0. bespoke boot process
1. a custom compiler
For the love of computer science, do not just repeat some FUD you heard somewhere. Always verify.
This is not FUD. The boot process isn’t better than on Arm, which is already terrible. End users need to find magic .isos, while developers need to search for magic vendor forks of everything: u-boot, kernel, OpenSBI.
Re compilers: Sure you can target RV64GC and everything more or less works, but your performance will likely be terrible. To squeeze more performance you might need magic or out of tree versions of GCC and/or Clang.
The Pi 4 is five years old and is well-supported. Now. It was pretty awful in 2019.
The HiFive Unmatched (shipped this time in 2021, still available new) is well sorted these days.
I see a lot of complaints about the RK3588 boards stability and they're now two years old.
If you don't want to bleed, don't live on the bleeding edge, use something a few years old. Don't give in to the temptation of that 50%+ annual improvement in price/performance.
It's not their job. RISC-V Foundation is the entity in charge of specs, not manufacturers.
Platform specs exist, which cover boot and the environment a kernel will expect, among other things.
The manufacturers simply follow these specs. So far, quite successfully at that.
Unlike the ARM situation.
What RISC-V board is on the open market and not supported by vanilla gcc/clang?
You didn't bring up extensions, but that's what people usually mean when they complain about fragmentation. It's not an issue in practice, just target RV64GC and you'll be fine. That describes the extensions which you can expect any general purpose computer style RISC-V CPU to implement.
I wish the booting story was better though, for both RISC-V and ARM. Manually editing device trees sucks. But that's more an issue due to the lack of UEFI on these SBC style platforms, not an inherent issue with ARM or RISC-V themselves (in fact, in the server world, ARM systems with UEFI is common).

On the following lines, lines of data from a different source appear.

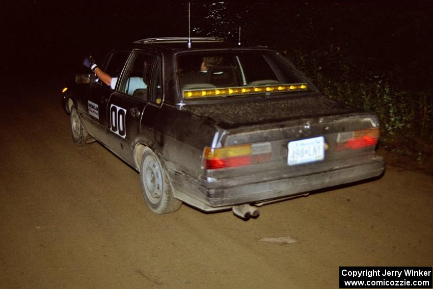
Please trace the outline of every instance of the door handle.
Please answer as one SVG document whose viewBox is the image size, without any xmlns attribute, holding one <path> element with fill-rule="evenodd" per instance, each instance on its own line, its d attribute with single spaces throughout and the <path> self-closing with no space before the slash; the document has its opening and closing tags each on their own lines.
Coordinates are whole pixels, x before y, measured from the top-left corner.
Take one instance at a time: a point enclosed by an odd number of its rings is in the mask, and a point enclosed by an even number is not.
<svg viewBox="0 0 433 289">
<path fill-rule="evenodd" d="M 140 112 L 137 108 L 133 107 L 129 109 L 129 113 L 131 114 L 132 117 L 139 118 L 140 115 L 141 114 L 141 112 Z"/>
</svg>

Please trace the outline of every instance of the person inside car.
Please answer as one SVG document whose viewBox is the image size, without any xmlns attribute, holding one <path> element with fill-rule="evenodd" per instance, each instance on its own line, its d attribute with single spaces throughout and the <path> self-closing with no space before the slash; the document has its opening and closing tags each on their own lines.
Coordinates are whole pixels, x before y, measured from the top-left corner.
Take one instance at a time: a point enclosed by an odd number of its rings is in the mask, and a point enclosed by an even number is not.
<svg viewBox="0 0 433 289">
<path fill-rule="evenodd" d="M 219 65 L 222 57 L 203 57 L 200 71 L 190 71 L 182 76 L 182 84 L 203 84 L 207 82 L 207 71 L 214 66 Z"/>
<path fill-rule="evenodd" d="M 102 70 L 98 66 L 95 60 L 91 56 L 85 58 L 83 62 L 83 65 L 91 69 L 96 74 L 98 78 L 101 80 L 104 84 L 111 87 L 112 89 L 114 89 L 116 87 L 116 84 L 117 83 L 119 77 L 112 77 L 110 75 Z M 145 70 L 147 63 L 145 62 L 143 65 Z M 128 81 L 129 87 L 130 88 L 133 88 L 132 89 L 132 91 L 135 89 L 147 88 L 147 85 L 144 83 L 143 77 L 132 76 L 129 77 Z"/>
</svg>

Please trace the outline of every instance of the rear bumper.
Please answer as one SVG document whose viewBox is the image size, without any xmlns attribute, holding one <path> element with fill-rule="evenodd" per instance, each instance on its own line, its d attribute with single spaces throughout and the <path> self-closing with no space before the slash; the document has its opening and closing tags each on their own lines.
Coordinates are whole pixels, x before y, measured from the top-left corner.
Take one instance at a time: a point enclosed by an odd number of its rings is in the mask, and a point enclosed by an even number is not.
<svg viewBox="0 0 433 289">
<path fill-rule="evenodd" d="M 210 212 L 238 204 L 295 196 L 315 190 L 368 179 L 380 175 L 384 170 L 383 159 L 373 154 L 313 173 L 290 176 L 280 172 L 279 178 L 276 179 L 270 177 L 272 180 L 265 181 L 254 182 L 254 180 L 260 178 L 249 175 L 237 179 L 237 185 L 233 185 L 231 182 L 228 186 L 209 188 L 211 185 L 205 182 L 204 186 L 199 186 L 197 180 L 188 180 L 184 175 L 181 178 L 183 179 L 180 179 L 180 175 L 173 176 L 172 180 L 176 198 L 202 211 Z"/>
</svg>

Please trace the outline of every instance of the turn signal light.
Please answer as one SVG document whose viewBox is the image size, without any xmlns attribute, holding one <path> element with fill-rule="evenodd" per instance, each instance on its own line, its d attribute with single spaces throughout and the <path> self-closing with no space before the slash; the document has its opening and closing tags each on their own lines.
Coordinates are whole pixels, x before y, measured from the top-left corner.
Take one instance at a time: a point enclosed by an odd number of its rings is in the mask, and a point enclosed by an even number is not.
<svg viewBox="0 0 433 289">
<path fill-rule="evenodd" d="M 270 143 L 257 143 L 219 148 L 206 147 L 203 167 L 208 170 L 248 166 L 270 160 Z"/>
</svg>

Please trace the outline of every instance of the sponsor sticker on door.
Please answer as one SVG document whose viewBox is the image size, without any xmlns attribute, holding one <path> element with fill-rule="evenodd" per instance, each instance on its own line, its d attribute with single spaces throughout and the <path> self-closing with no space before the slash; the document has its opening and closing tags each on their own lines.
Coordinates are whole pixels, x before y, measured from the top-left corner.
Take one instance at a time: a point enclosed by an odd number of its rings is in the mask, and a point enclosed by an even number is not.
<svg viewBox="0 0 433 289">
<path fill-rule="evenodd" d="M 99 119 L 99 107 L 93 101 L 87 101 L 87 108 L 89 114 L 97 119 Z"/>
</svg>

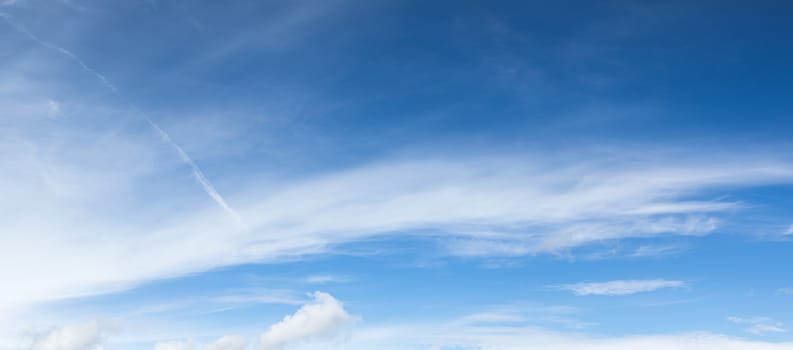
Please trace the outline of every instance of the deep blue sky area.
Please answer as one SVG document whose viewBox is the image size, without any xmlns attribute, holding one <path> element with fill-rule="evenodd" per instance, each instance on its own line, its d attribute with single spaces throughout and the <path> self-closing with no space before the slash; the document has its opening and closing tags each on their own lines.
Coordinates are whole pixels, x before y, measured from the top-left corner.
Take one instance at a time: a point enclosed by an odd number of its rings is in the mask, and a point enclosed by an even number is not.
<svg viewBox="0 0 793 350">
<path fill-rule="evenodd" d="M 0 0 L 0 349 L 793 349 L 791 18 Z"/>
</svg>

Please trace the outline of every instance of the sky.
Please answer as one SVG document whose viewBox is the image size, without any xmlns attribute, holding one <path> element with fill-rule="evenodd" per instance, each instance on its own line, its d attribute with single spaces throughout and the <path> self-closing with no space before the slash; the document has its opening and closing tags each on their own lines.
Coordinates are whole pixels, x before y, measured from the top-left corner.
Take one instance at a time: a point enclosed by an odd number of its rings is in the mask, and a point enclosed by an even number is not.
<svg viewBox="0 0 793 350">
<path fill-rule="evenodd" d="M 0 349 L 793 349 L 792 15 L 0 0 Z"/>
</svg>

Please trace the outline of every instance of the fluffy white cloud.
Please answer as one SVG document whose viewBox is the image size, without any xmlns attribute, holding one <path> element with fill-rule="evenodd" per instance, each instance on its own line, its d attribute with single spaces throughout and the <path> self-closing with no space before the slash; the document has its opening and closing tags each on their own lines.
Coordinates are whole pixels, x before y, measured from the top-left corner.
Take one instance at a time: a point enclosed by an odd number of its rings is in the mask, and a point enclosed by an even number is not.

Really? IANA-KD, but I have read and seen grumbling from ARM developers about RISC-V "overreaching" and standardising more to prevent that kind of issue. Now, maybe the Chinese board manufacturers have gone rogue and ignoring these suggestions, but this fragmentation is something that RISC-V leadership was acutely aware and conscientiously made effort to address. I mean, I could imagine that at the embedded level sacrifices had to be made, but I'd be surprised at anything strong enough to power a ChromeBook and up to have this as an issue... but if you are better informed please share.